Dividen Final Chandra Asri Hanya Rp6,07 per Saham, Di Balik Laba US$1,09 Miliar Dan Ekspansi Besar

PT Chandra Asri Pacific Tbk memastikan pembagian sisa dividen final tahun buku 2025 senilai US$30 juta atau setara Rp6,07341 per saham. Kepastian ini menjadi kabar penting bagi investor karena melengkapi total alokasi dividen tahun buku 2025 yang mencapai US$50 juta.

Sisa dividen tersebut bernilai Rp529,98 miliar berdasarkan kurs tengah Bank Indonesia per 19 Mei 2026 sebesar Rp17.666 per dolar AS. Sebelumnya, perseroan telah menyalurkan dividen interim sebesar US$20 juta pada 28 November 2025.

Kebijakan pembagian dividen ini ditopang oleh laba bersih yang dapat diatribusikan kepada entitas induk sepanjang 2025 sebesar US$1,09 miliar. Dari laba itu, manajemen menetapkan US$3 juta sebagai dana cadangan dan menahan US$1,03 miliar untuk memperkuat struktur permodalan.

General Manager of Legal & Corporate Secretary PT Chandra Asri Pacific Tbk, Erri Dewi Riani, menyampaikan bahwa pembagian dividen tunai tersebut sudah sesuai hasil RUPS Tahunan pada 13 Mei 2026. Perseroan juga telah menyampaikan dasar hukum penentuan hak pemegang saham kepada otoritas bursa.

Bagi investor yang ingin masuk daftar penerima dividen, jadwal penting sudah ditetapkan. Cum dividen pasar reguler dan negosiasi jatuh pada 25 Mei 2026, lalu ex dividen pasar reguler dan negosiasi pada 26 Mei 2026.

Tahap pencatatan pemegang saham yang berhak atau recording date dilakukan pada 29 Mei 2026 pukul 16.00 WIB. Pada tanggal yang sama, cum dividen pasar tunai juga berlangsung, sementara ex dividen pasar tunai ditetapkan pada 2 Juni 2026.

Pembayaran dividen tunai akan dilakukan pada 17 Juni 2026. Kepastian jadwal ini memberi gambaran yang lebih jelas bagi investor yang mencermati potensi imbal hasil dari saham emiten petrokimia tersebut.

Di pasar, data bareksa.com menunjukkan harga saham TPIA berada di level Rp3.120 pada penutupan perdagangan 19 Mei 2026. Dari harga itu, estimasi yield dividen sekitar 0,19 persen dengan payout ratio sebesar 2,75 persen.

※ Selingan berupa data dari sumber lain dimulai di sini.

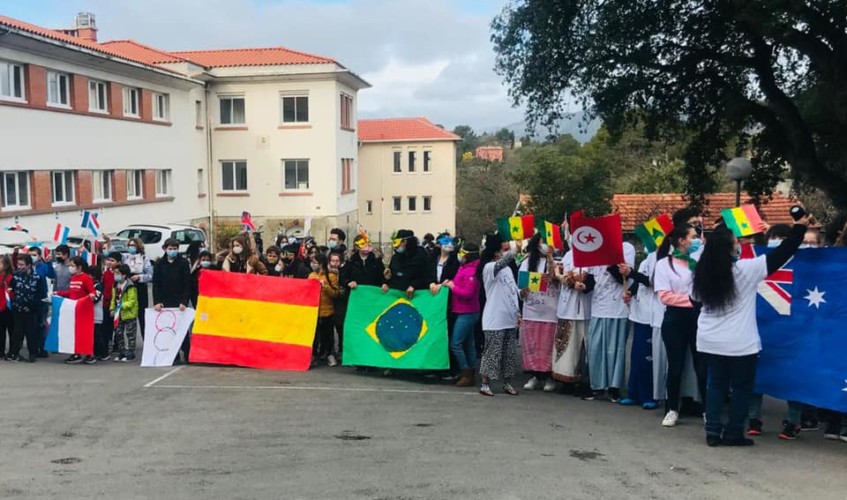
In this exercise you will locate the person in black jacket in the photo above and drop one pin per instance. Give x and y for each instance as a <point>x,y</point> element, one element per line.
<point>409,269</point>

Dari sisi fundamental, perusahaan mencatat total ekuitas sebesar US$4,66 miliar dan saldo laba ditahan yang tidak dibatasi penggunaannya sebesar US$1,71 miliar. Angka tersebut memberi ruang bagi perseroan untuk menjalankan kebijakan modal sekaligus menjaga fleksibilitas keuangan.

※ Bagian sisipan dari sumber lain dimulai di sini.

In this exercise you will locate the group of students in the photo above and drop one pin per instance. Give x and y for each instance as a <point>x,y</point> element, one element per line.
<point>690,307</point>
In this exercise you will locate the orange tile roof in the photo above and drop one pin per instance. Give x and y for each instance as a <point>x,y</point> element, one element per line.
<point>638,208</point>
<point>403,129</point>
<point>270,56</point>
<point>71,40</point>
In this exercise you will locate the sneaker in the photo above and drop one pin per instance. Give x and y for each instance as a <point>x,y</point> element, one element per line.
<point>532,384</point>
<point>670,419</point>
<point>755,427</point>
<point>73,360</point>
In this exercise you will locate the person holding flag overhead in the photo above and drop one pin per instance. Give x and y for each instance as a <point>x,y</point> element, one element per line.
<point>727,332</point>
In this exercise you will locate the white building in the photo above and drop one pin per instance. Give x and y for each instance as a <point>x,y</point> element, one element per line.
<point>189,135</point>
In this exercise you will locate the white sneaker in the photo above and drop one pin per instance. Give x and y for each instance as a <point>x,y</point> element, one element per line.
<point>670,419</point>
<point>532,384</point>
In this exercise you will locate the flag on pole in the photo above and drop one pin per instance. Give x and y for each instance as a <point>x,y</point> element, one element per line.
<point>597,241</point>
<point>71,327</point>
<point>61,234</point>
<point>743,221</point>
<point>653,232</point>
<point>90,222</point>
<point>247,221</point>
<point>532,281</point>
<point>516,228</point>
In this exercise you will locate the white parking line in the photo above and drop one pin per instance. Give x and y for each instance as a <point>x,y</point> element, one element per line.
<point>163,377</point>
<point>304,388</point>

Selain membagikan dividen, Chandra Asri Pacific juga tetap agresif menjalankan strategi bisnis. Sepanjang periode 2025 hingga awal 2026, perseroan mengeksekusi akuisisi Aster Chemicals and Energy Pte Ltd serta jaringan SPBU Esso di Singapura.

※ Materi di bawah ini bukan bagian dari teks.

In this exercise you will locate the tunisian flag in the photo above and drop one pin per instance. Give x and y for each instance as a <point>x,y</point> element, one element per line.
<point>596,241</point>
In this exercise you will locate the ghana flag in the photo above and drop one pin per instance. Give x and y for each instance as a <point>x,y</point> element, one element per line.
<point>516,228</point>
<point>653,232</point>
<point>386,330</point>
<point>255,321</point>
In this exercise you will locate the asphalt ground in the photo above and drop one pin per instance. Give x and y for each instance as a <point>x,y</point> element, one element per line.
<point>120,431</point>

Perseroan juga terus melanjutkan pembangunan pabrik CA-EDC di Cilegon. Di saat yang sama, perusahaan menyiapkan penawaran umum perdana saham atau IPO bagi anak usahanya, PT Chandra Daya Investasi Tbk (CDI).

Manajemen menyebut perusahaan terus berupaya memperkuat ketahanan bisnis melalui pengembangan portofolio usaha yang lebih terintegrasi dan terdiversifikasi. Fokus itu diarahkan ke sektor energi, kimia, dan infrastruktur di tengah dinamika industri.